DISCOS
Clipse
Hell Hath No Fury
· 22 Jan 2007 · 08:00 ·
Clipse
Hell Hath No Fury
2006
Re-Up Gang / Star Trak / Sony BMG


Sítios oficiais:
- Clipse
- Sony BMG
Clipse
Hell Hath No Fury
2006
Re-Up Gang / Star Trak / Sony BMG


Sítios oficiais:
- Clipse
- Sony BMG
Dois irmãos que vendem droga. Ou dizem fazê-lo. Juntaram-se a uma estrela pop acabada e deram-nos o melhor disco de hip-hop de 2006. A venda de cocaína e todo o submundo do crime filosofado pelos Sócrates jovens e negros.
“I philosophize about Glocks and keys, niggas call me young black Socrates.” É o que diz Pusha T, um dos irmãos que compõem os Clipse. “Glock” é um tipo de pistola e “keys” é calão para “kilos”, como em “quilos de cocaína”. Que não haja enganos: as canções deles giram todas à volta do mesmo: venda de cocaína e as suas consequências, positivas e negativas. Mas eles fazem-no de uma forma tão boa e tão inteligente, com inúmeras referências à cultura pop anglo-saxónica (há de tudo, dos Wham! a Martha Stewart) que se torna verdadeiramente interessante. E fazem-no por cima dos beats mais estranhos e inventivos que os Neptunes (aqui supostamente reduzidos a Pharrell Williams) já fizeram. Há harpas (ou cordas de piano), steel drums, acordeões, drones, e outros recursos muito pouco óbvios e excitantes para um disco de hip-hop mainstream.

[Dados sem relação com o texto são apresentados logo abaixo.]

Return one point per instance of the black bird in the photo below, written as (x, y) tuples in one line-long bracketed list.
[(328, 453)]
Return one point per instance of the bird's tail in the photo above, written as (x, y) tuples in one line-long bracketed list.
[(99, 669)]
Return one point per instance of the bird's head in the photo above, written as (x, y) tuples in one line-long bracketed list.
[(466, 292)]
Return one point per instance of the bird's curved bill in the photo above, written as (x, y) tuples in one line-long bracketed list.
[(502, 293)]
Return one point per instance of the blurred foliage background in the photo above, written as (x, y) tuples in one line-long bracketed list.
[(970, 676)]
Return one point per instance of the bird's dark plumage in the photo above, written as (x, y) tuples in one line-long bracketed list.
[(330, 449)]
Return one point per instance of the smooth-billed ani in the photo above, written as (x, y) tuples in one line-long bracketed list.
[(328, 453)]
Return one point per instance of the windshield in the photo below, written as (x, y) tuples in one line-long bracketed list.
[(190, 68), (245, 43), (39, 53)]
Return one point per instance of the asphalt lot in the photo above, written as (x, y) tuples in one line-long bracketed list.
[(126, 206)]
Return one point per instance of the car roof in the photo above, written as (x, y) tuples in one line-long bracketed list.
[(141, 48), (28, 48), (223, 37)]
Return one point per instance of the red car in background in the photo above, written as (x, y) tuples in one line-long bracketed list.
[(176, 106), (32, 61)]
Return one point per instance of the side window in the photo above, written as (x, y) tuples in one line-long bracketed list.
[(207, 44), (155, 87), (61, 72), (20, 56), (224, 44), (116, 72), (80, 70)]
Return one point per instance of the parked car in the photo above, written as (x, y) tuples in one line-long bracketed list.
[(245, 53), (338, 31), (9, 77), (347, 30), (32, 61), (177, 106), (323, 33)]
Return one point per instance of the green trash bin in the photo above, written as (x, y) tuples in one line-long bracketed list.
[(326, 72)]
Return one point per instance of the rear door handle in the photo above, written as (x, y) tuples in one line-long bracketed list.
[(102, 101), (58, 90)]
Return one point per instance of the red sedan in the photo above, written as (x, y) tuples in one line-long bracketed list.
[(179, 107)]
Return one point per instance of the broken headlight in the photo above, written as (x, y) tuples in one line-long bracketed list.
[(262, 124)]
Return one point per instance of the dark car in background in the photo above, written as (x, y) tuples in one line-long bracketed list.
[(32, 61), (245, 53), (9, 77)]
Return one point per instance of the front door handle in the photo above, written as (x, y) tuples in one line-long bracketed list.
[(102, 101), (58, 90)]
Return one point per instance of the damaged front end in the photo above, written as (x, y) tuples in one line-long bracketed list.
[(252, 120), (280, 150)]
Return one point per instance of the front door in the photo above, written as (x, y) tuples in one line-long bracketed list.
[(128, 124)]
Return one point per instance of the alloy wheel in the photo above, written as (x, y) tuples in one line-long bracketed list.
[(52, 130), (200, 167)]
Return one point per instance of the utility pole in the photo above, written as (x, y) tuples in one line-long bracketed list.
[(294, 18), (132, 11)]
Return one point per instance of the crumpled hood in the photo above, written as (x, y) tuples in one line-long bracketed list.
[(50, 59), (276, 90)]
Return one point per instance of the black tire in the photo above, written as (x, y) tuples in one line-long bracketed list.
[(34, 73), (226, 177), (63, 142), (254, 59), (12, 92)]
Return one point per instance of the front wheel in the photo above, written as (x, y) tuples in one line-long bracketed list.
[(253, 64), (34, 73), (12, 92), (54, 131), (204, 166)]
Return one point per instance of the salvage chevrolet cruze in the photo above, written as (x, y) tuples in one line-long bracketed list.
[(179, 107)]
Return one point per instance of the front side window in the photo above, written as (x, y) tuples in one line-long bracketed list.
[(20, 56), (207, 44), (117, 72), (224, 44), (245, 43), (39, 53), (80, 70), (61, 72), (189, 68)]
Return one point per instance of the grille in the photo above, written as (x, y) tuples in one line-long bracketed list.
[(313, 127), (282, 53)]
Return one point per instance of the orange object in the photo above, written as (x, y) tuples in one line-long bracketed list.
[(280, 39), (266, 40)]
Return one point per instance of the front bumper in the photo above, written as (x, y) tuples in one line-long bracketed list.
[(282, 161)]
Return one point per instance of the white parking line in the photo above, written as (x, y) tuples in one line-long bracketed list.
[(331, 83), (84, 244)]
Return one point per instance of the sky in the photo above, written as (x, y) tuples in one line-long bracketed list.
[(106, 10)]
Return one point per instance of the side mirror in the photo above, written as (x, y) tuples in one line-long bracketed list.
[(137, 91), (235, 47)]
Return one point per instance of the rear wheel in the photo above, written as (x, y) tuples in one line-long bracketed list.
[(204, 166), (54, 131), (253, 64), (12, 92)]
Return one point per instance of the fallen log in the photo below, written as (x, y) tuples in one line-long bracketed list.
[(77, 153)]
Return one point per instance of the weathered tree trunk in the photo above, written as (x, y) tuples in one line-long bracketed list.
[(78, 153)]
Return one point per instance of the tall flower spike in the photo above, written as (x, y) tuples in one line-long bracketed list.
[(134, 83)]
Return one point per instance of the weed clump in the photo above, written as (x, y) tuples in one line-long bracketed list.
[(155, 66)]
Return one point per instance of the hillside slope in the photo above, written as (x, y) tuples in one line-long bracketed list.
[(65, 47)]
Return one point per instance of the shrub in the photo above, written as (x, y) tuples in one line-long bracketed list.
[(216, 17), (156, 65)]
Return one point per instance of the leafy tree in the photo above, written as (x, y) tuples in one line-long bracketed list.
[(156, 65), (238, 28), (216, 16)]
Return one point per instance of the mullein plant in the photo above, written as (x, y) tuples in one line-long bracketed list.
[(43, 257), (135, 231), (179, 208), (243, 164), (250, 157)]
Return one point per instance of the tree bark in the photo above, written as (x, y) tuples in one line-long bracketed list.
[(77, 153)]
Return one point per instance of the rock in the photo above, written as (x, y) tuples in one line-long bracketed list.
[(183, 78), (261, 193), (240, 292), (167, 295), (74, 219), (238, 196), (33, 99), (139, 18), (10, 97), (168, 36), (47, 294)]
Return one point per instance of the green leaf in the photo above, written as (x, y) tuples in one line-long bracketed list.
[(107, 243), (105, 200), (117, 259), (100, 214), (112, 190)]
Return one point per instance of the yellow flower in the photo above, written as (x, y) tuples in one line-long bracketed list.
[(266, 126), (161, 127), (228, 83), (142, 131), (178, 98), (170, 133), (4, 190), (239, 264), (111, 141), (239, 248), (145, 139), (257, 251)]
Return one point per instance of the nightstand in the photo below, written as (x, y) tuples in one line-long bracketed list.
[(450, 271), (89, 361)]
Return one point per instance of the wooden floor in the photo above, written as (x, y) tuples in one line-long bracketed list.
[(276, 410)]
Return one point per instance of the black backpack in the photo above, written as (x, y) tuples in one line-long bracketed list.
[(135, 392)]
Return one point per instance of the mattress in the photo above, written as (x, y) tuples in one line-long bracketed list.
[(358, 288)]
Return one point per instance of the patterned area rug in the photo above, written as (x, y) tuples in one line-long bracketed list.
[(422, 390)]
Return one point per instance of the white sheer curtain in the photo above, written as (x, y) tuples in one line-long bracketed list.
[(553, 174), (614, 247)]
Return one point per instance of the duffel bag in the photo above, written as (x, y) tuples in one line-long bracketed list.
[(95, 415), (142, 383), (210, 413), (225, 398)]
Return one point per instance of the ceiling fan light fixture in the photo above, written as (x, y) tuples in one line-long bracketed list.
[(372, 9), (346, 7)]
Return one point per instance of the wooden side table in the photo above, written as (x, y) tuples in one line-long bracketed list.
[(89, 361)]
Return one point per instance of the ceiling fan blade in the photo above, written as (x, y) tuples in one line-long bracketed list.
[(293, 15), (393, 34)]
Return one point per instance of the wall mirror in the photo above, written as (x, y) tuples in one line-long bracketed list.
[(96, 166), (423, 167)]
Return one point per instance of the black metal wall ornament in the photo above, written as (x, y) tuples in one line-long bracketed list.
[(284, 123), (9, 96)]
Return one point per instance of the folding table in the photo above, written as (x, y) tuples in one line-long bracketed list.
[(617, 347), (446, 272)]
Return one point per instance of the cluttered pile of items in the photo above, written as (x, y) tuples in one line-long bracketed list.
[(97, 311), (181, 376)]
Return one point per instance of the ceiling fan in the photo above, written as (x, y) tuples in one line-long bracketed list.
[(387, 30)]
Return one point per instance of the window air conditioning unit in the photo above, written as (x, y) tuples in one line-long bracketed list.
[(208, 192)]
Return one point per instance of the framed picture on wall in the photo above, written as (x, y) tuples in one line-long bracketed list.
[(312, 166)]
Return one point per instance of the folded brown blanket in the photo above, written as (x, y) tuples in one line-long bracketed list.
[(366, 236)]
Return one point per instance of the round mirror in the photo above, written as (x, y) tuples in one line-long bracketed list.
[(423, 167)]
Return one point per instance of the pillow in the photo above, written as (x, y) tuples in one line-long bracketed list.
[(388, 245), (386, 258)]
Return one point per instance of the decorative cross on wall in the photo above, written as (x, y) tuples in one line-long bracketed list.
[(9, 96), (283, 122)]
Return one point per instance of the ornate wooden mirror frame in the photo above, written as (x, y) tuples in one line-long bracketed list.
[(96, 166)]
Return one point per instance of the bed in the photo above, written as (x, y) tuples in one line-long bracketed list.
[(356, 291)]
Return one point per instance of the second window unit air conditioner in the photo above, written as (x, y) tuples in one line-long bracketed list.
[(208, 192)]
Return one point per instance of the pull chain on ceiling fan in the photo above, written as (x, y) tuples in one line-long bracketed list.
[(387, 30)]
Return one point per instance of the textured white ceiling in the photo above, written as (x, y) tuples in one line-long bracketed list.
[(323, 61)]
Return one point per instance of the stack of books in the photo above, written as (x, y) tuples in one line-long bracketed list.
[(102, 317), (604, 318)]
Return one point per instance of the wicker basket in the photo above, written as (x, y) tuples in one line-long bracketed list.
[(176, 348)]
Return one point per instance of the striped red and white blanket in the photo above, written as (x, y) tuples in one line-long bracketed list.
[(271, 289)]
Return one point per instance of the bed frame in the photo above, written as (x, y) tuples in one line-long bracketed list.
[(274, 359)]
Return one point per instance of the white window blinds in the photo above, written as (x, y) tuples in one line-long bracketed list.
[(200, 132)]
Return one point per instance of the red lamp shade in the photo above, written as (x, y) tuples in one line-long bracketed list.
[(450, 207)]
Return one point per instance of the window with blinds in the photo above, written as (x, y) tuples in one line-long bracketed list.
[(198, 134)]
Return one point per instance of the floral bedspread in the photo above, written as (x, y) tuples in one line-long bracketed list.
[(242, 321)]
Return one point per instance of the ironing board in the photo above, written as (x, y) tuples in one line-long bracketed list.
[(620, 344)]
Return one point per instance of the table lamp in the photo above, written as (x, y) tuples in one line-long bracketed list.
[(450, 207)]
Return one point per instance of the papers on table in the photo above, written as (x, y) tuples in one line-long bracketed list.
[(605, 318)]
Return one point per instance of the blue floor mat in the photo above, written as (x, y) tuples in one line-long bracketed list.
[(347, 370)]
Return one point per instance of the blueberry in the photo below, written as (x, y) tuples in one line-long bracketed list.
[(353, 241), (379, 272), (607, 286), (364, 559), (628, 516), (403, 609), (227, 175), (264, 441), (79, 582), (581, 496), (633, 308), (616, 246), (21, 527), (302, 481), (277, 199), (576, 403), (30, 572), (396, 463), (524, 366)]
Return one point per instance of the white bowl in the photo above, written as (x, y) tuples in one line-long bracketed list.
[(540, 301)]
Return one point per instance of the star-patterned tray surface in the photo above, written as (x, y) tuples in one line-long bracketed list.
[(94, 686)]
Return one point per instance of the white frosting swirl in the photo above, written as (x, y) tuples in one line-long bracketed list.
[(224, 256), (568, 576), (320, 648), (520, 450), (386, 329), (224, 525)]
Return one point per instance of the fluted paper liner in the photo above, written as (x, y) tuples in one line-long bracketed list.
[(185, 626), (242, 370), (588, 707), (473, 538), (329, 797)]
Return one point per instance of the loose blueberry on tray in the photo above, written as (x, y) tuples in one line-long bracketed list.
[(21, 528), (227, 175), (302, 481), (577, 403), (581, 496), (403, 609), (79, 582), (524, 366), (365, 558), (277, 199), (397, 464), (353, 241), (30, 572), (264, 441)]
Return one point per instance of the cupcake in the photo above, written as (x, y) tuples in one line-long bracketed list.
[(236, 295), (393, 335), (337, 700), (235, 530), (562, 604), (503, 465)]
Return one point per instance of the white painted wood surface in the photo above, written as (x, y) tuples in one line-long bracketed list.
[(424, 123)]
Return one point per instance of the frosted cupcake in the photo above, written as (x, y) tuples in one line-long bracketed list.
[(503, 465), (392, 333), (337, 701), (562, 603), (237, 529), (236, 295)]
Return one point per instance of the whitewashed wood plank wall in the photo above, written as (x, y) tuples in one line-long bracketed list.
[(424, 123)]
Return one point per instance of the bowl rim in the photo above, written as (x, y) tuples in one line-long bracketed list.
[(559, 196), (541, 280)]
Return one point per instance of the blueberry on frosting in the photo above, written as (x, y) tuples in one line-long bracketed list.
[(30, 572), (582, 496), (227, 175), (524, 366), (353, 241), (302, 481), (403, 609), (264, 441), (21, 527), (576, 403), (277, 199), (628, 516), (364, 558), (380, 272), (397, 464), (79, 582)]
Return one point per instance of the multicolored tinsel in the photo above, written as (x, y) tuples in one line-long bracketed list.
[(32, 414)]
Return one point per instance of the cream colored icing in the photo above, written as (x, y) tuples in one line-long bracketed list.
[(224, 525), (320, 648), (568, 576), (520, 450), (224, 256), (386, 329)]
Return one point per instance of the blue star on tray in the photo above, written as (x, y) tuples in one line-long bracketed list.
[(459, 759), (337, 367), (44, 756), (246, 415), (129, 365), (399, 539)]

Os Clipse existem no limbo entre o arrependimento e a satisfação. Em “Momma I'm Sorry”, de onde é tirada a comparação a Sócrates, o refrão é “Momma I'm so sorry, I'm so obnoxious, I don't fear Tubbs and Crockett”. Tubbs e Crockett é uma referência ao duo mais pintarolas da televisão dos anos 80 e do cinema dos anos 2000, os protagonistas da série e do filme Miami Vice. Com isso, os Clipse pretendem dizer que não têm medo da polícia nem das consequências legais dos seus actos, mas isso não quer dizer que não sofram com eles.

Os Geto Boys lançaram “Mind Playin' Tricks On Me” em 1991, uma meditação paranóica sobre uma vida de criminoso. Uma frase de Willie D, “I make big money, I drive big cars, everybody know me, it's like I'm a movie star” é “roubada” por Pusha T para “Nightmares”, numa era dominada pelo coke rap de gente como Young Jeezy que pouco tem para oferecer além do tal pózinho branco. O refrão, cantado por Bilal em modo Marvin Gaye, é viciante, memorável e perturbante, mas não tanto quanto o que Pharrell Williams canta depois numa voz distorcida.

O dia em que um jovem Pharrell e os também jovens Pusha T e Malice se conheceram no início dos anos 90 ficará para a história da música pop através desta obra-prima. Todas as faixas podem ser singles e as produções trazem tudo para um patamar mais elevado. Inspirado, sonicamente novo mas com os pés bem assentes, liricamente, no passado, isto é Hell Hath No Fury. E estes são os Clipse, que, ao segundo disco e quando ninguém dava nada por eles, fizeram um portentoso e escuro clássico.